Amount Paid In                $10,000           $10,000
Net Amount Invested           $10,000           $9,600
Income Earned in 1 Yr.        $500              $480
Less: Load Paid               $0                $400
Net if Redeemed in 1 Yr.      $500              $80
Income Earned in 5 Yrs.       $2,500            $2,400
Less: Load Paid               $0                $400
Net if Redeemed in 5 Yrs.     $2,500            $2,000
Net if Redeemed in 10 Yrs.    $5,000            $4,400 etc.


     I think you can see that, while the deficit as a percent of total income declines over time, you never catch up. And if you need to redeem your shares in only a year or two, you absolutely get murdered in the load fund.

     There are often periods when bonds earn more than stocks. In the last twelve months two of our Bond Series have a total before-tax return of over 19% to higher bracket taxpayers. (Stock market results are always reported “before tax”.) Compare this with The S&P 500 (-14.2%), Dow Jones Industrials (+1.7%) and Nasdaq Composite (-%58.1%). At this writing these indices are look worse.

     Have you seen CDs lately? The current economic slowdown, decline in bank loans and Federal Reserve rate cuts have all resulted in lower CD rates. The banking system simply doesn't need the money. On an after-tax basis you can do over twice as well with one of our short-term tax-exempt funds as you can with the average one-year CD.

     Analysts?: Investors are indebted to The New York Times and Fortune for a series of articles on the shameful use of analysts to run up the stock price of companies their employers had underwritten in public offerings (IPO's). Fortune recently had an article on Mary Meeker, the famous Internet Analyst for Morgan Stanley. Ms Meeker admits to "giving support" to those companies her firm had brought to the market through IPO's, as well as writing good reviews for companies Morgan Stanley was soliciting for future business. With the growth of CNBC and other financial channels, a lot of biased "analysis" has gotten credibility that it otherwise might not receive.

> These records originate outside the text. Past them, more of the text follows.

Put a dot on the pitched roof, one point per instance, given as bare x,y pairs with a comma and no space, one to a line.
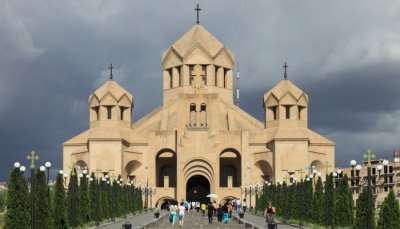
197,35
113,88
284,87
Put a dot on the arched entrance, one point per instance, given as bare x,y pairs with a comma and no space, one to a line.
230,166
197,189
166,167
265,169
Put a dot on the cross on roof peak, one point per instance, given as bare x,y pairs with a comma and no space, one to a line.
198,9
111,68
285,66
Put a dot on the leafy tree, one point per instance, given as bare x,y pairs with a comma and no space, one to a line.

     Bonds vs. Stocks: The June issue of Smart Money notes a leading aggregate bond index is up 11% (thru April) while the S&P 500 was down 20%. Using this measure, bonds outperformed stocks by 31%. But that is just one unusual year, you say? It's not at all. Using the same measure, Smart Money says that in the past 36-month period the bond investor would have outpaced the stock investor by four percentage points a year. Should you dump stocks? Not in my opinion, but conversely, you should NEVER be without some bonds in your total investment portfolio. You may tire of hearing me say that, but I am daily amazed at how many people, old and young, have forgotten it.

     This is not to say that I do not expect stocks to recover. I do expect stocks to recover, I just don't know when. I suppose the key to this question is "when will the economy recover?" That isn't easily answered either. Ask the Japanese, who have waited years for recovery. Their economy was once considered second in strength only to the USA.

     IRA , Roth IRA, rollover IRA's from 401K's : If you are a shareholder in one of our funds, and were not referred to us through a broker or investment advisor, we can offer you shares in the various Federated Investors Funds through a special arrangement free of any sales charges. Federated does share a .25 of 1% portion of their annual fee with us under a shareholder servicing agreement. We use Federated equity funds along with our own Intermediate Government Bond Fund in shareholder's 401 K rollovers and IRA's. It's a way to do that without wrap fees, commissions or load charges, all in one place.

     One Consolidated Statement. Is it the Greatest? For over a year now, we can be cleared through the National Securities Clearing Corporation. We did this so that your broker could buy shares of our funds for your account and have them delivered, just as he could buy you shares of General Motors stock. But our offering of this service has taken a reverse spin. Brokers are talking a few of our shareholders into putting our shares with them in a "fee only" account with other securities already in that account. The sales pitch is, "all your securities will appear on one statement". So you are supposed to pay an extra $1,500 every year (on a $100,000 account) to see one line on a summary page? Come on! And your broker will see to it that you quit receiving these shareholder letters.